我知道,那些本该是犹如万千蚂蚁啃噬般的痛觉的神经信号,但是此时因为“痛苦转化”的缘故,我那已经人皮戏化的腹部传来仿佛是符纸燃烧的灼热感,当灼烧感沿着肚脐眼向四周蔓延时,那些疼痛化成的快感,仿佛是突然化作千万条带电的银鱼,在我这正在纸化的腹腔里欢腾游蹿……紧接着,这些人皮戏化的描绘轮廓的符咒纹路,此时也像活过来的蜈蚣一般钻进我的皮层,每啃噬一寸痛觉神经,就分泌出令人战栗且愉悦的甘美毒液。
人皮灯笼的磷火突然暴涨,我看见自己小腹浮现出牡丹缠枝纹,这正是皮影傀儡的提线咒印,它们在此刻烧灼得越剧烈,那些金丝银线的纹路也随之就愈发艳丽,仿佛有双看不见的手正用烙铁在我体内绘制活灵活现的春宫图……当最后一簇火苗舔舐到心脏位置时,剧痛竟化作高潮般的痉挛,我听见自己发出混着唢呐颤音的呻吟,那些连接着虚空的丝线也随着快感节奏疯狂震颤。
当最后一缕发丝卷入头顶的檀木转轴时,我听见后颈皮肤绽裂的轻响,最后三根浸过尸油的丝线从裂缝钻出,完整地连接到虚空中的无形操纵杆之后……我可以明显地感觉到,此刻我彻底成了皮影戏的提线囚徒,连绝望的颤抖都化作戏台上精准的抖腕动作。

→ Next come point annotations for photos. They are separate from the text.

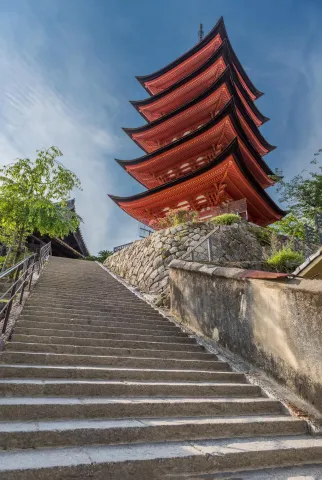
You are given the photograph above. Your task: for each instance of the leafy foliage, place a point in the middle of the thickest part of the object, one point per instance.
(226, 219)
(33, 197)
(292, 226)
(173, 218)
(263, 235)
(101, 257)
(303, 198)
(285, 260)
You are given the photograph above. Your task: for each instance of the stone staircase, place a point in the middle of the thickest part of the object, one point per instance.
(95, 383)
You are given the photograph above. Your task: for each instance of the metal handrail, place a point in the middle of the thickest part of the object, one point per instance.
(21, 280)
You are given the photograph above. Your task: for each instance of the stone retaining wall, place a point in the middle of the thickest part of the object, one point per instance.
(145, 264)
(274, 324)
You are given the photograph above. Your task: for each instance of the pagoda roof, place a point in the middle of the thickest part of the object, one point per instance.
(221, 52)
(218, 30)
(241, 182)
(170, 149)
(224, 79)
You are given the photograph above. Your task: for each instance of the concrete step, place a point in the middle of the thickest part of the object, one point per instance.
(114, 388)
(36, 408)
(92, 311)
(130, 324)
(103, 333)
(122, 317)
(308, 472)
(131, 359)
(66, 296)
(92, 305)
(106, 351)
(80, 302)
(95, 341)
(110, 373)
(105, 328)
(156, 460)
(113, 432)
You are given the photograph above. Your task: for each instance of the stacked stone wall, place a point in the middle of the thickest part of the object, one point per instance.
(145, 264)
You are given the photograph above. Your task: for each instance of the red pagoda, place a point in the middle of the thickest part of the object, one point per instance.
(203, 148)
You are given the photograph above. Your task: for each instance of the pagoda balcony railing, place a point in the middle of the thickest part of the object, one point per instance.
(121, 247)
(238, 207)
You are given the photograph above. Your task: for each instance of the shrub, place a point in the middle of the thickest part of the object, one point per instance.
(263, 235)
(173, 218)
(226, 219)
(285, 260)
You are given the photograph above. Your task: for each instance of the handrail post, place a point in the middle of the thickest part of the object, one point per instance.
(25, 275)
(12, 293)
(32, 272)
(209, 249)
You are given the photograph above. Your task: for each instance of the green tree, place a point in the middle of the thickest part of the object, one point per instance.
(33, 197)
(103, 254)
(302, 196)
(100, 257)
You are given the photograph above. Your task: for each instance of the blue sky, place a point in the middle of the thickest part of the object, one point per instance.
(67, 72)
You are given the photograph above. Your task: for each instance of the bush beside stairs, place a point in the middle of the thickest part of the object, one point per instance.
(95, 383)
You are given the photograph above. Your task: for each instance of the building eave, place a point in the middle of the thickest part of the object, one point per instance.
(228, 109)
(219, 28)
(225, 78)
(231, 149)
(222, 51)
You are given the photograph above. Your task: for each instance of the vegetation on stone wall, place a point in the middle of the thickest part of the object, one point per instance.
(226, 219)
(33, 198)
(302, 196)
(100, 257)
(285, 260)
(173, 218)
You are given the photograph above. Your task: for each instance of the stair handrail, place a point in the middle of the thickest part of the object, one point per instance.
(22, 273)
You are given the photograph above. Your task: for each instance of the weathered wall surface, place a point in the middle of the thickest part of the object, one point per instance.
(145, 264)
(276, 325)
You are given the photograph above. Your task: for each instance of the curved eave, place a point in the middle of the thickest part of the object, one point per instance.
(222, 51)
(229, 109)
(225, 77)
(231, 149)
(218, 28)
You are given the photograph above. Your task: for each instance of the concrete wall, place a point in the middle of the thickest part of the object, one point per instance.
(276, 325)
(145, 264)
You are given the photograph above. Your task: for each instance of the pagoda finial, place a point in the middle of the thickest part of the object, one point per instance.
(200, 33)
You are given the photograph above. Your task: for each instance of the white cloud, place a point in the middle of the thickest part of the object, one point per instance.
(68, 107)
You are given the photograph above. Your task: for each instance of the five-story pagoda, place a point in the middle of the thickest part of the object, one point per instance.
(202, 142)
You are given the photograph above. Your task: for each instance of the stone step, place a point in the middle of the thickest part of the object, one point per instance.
(88, 302)
(126, 324)
(94, 341)
(156, 460)
(113, 432)
(114, 388)
(105, 373)
(37, 408)
(126, 318)
(305, 472)
(93, 312)
(79, 289)
(130, 359)
(105, 328)
(106, 297)
(91, 306)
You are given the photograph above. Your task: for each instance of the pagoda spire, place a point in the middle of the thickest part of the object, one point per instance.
(200, 32)
(203, 148)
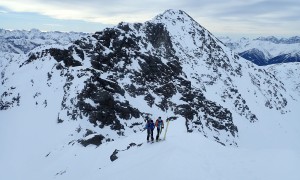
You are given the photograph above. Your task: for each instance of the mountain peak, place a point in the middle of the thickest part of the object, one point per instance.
(173, 15)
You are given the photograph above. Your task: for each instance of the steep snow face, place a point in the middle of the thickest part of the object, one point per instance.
(17, 41)
(289, 74)
(97, 92)
(171, 65)
(266, 50)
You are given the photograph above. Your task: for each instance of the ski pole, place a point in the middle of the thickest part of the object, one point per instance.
(166, 129)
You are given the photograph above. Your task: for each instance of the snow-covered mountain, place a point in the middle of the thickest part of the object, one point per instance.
(78, 110)
(21, 41)
(266, 50)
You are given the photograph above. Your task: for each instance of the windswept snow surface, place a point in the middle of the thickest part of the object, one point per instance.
(35, 150)
(34, 146)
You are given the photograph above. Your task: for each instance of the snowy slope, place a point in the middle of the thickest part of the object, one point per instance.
(67, 111)
(265, 50)
(17, 41)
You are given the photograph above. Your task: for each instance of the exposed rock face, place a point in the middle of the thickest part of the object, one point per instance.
(170, 64)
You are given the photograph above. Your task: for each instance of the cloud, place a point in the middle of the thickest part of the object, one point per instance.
(216, 15)
(3, 12)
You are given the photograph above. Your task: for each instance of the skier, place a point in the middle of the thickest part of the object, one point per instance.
(159, 123)
(150, 127)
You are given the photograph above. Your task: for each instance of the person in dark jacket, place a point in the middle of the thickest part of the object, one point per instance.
(159, 124)
(150, 127)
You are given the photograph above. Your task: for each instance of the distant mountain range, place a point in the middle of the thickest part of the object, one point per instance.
(266, 50)
(21, 41)
(74, 105)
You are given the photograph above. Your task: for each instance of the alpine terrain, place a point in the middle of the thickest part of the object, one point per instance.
(266, 50)
(78, 110)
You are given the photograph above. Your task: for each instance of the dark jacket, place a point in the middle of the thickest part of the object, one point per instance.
(150, 125)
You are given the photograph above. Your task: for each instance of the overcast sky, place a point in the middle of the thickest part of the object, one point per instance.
(221, 17)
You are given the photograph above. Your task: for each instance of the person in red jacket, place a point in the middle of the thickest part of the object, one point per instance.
(159, 124)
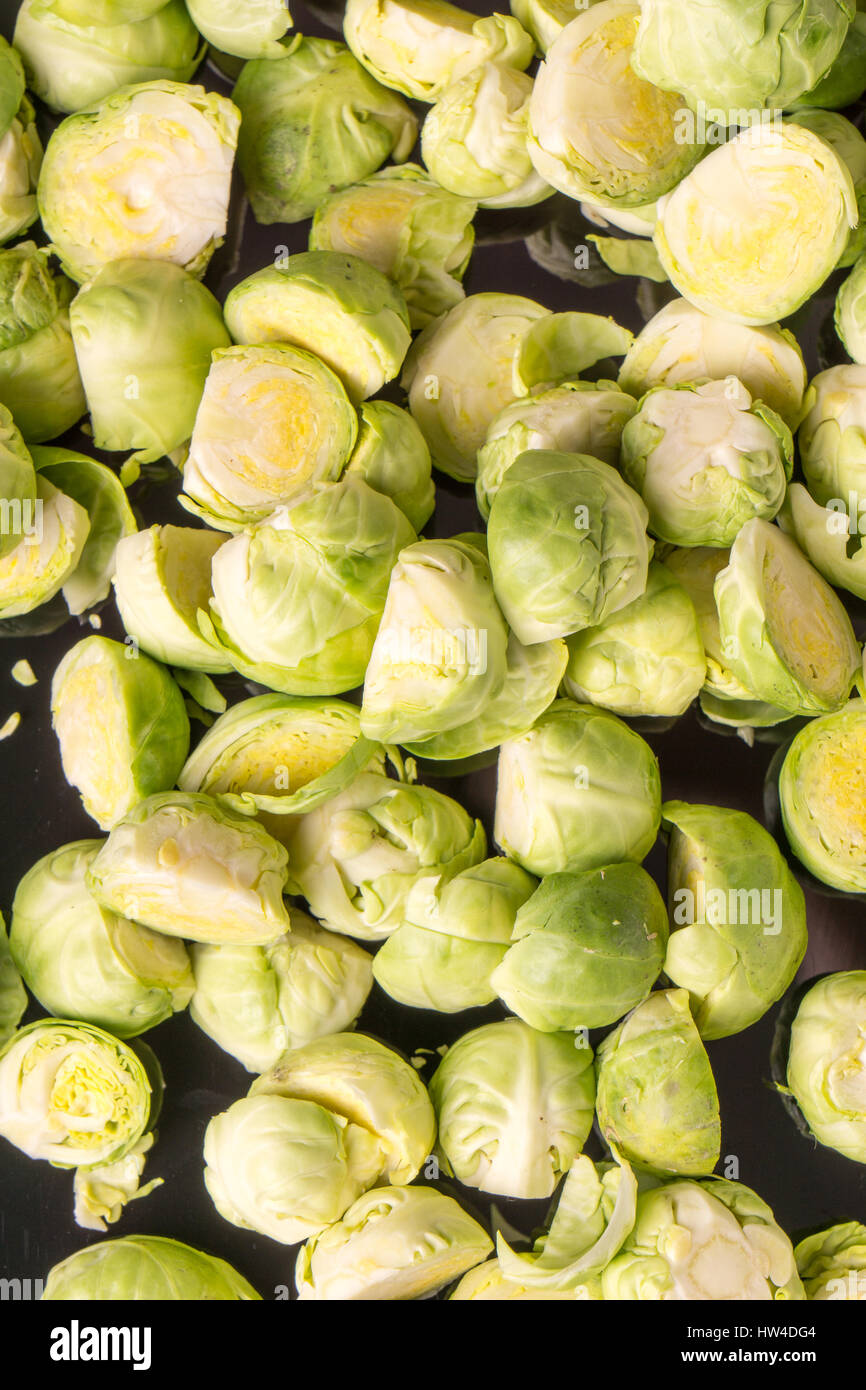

紧接着,一股陌生的记忆如潮水般涌入我的脑海,仿佛有人在我脑中播放一部默片……画面中是我和璃儿的婚礼,红烛在鎏金烛台上摇曳,将满堂的喜字映成流动的琥珀色。
我握着璃儿的手走过九十九盏落地宫灯,她嫁衣上刺绣的百子千孙图随着步伐泛起细浪,金线在烛火里织就星河……喜娘撒出的合欢花瓣沾着晨露,有几片落在她垂珠凤冠的流苏上,晃出细碎的虹光。
当三拜仪式进行到天地对拜时,我透过璎珞垂旒的间隙看见她耳坠上的东珠……那颗明珠沾着她颈间的香汗,随呼吸轻轻颤动,像初荷上不肯坠落的露珠,她搭在我掌心的指尖冰凉,腕间翡翠镯子与我的赤金缠丝护腕相碰,发出清越的鸣响。
当交杯酒端上来的瞬间,我闻到二十年陈女儿红的醇香里混着她袖中沉水香的味道……喜帕下的阴影里,她睫毛投下的颤动宛如停驻的凤尾蝶,宾客们的哄笑像隔着一层纱幔传来,刘大人醉醺醺地吟着“琴瑟在御”的诗句,鎏金酒樽里的琼浆泼湿了麒麟纹地毯。